“Herding Tigers” is Todd Henry’s playbook for being the leader that creative people need.

Herding tigers because herding cats doesn’t adequately convey the feeling of leading a creative team. Lulz. Nice one, Todd.

Apart from the intro (How to draw Darth Vader), the book is split into two sections, one for mindset and one for mechanics. It’s a clean split between approaching the task, and specific tactics.

The book is very much an attempt to roll up all sorts of good little nuggets harvested from many sources.

Key takeaways or concepts are nested in each chapter:

  • Stop doing the work – summarising the move from maker to manager.
  • They broke it, you bought it – the responsibility a leader has to take on for the team.
  • Level Up – the pain of moving from an equal relationship to an imbalanced one, and tips on how to resolve that tension.
  • Lead Brilliance – meditations on the difference between being a peer and a coach.
  • Earn the right – on winning and managing trust.
  • Prune proactively – on shaping the culture.

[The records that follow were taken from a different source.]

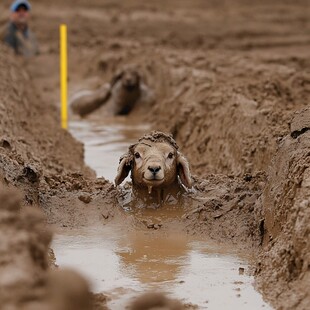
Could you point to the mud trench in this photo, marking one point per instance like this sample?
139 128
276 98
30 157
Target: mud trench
123 264
231 81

A culture that just happens is a lot like a beard that just happens. Keep it clean and tidy instead, and you’ll end up with a masterpiece of a culture, rather than a scraggly bunch of weirdness.
  • Stay on target – a chapter about focus, goals and taking aim.
  • Defend their space – a chapter about being the whole team’s Deflector Shield.
  • Be the muse – thoughts about sparking ideas. It can be a strange responsibility to have to drive ideation processes, and this is a chapter about techniques for getting it right.
  • Fight well – on conflict management. Some of the good bits align a lot with The Hard Thing About Hard Things or Dalio’s Principles.
  • Be a leader worth following – touches on what makes all the work worth it. To make change, you have to lead, and to lead, you must be worth following. It’s about finding a change that enough people think is worth making.

A culture that just happens is a lot like a beard that just happens.

After each chapter is a short selection of actions to take, conversations to have, and rituals to introduce. At the end of the book, the full list of rituals from all chapters is presented in groups of weekly, monthly and quarterly activities.

Solid tips in there for a beginner (like me), and there’s gotta be good reminders in there for anyone. The final list is going to sit on my desk for a while to be skimmed for reminders every so often, and to split specific tasks out of every so often.

It can be hard to adopt the full list of activities unless starting completely from scratch, but every point in there is worth attention and serious consideration, especially if it’s completely foreign, something you’ve never considered working with.